Improve hunchback, chest and smooth neck lines.
1. Camel style
Head and shoulder extension
Chest lift
Hip forward
Training rectus femoris
Training psoas major muscle
Vertical thigh
Training hamstring muscles
Train the lateral muscles and practice the lateral thigh.
Repeat each movement for 3 ~ 4 groups for 60S.
Action that must be taken
Enlarge the chest, beautify the shoulder shape and practice hip strength.
2. Bridge type
Lift your hips with your thighs.
square/straighten one's shoulders
Stand with your feet on the solid ground.
Shoulder down
Stay for 60S in each movement and repeat 3-4 groups.
Action that must be taken
Open hips and thin legs to relieve sciatica and improve the width of false span
3. Dragon style
Back stretch
Heel up and push back.
Core fastening
Keep each action for 60S and repeat 3-4 groups.
Action that must be taken
Change bad posture and strengthen leg endurance
Stabilize joint
Stretch armpit
Abdominal core tightening
Vertical thighs and calves
Lift your knees
Keep each action for 60s, and repeat 3-4 groups left and right.
Action that must be taken
Thin legs and thin body improve X-O legs, open shoulders and beautiful back.

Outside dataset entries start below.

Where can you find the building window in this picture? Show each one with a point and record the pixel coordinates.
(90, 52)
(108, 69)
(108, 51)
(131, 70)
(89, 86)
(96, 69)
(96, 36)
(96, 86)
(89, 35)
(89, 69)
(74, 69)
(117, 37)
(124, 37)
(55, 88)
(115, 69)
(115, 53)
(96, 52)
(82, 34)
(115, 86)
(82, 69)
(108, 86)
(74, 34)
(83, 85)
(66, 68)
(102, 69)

The front side of the shoulder is open.
6. The scapula contracts inward
Abdominal contraction of the back of the spine
Extend upward
Keep each action for 60s, and repeat 3-4 groups left and right.
Abdomen in and rib out
Knees together
Stick your instep on the ground.
Hands and elbows embrace each other and stretch back.
Action that must be taken
Relieve lumbar acid tension and improve the width of artificial hip.
7. One-legged type
Thigh extension
Toe hook
Stick your back on the mat.
8. Leg rotation
Relax your back.
The right leg rotates to the left
Sinking of right arm
60 seconds for each action, repeat 3-4 groups.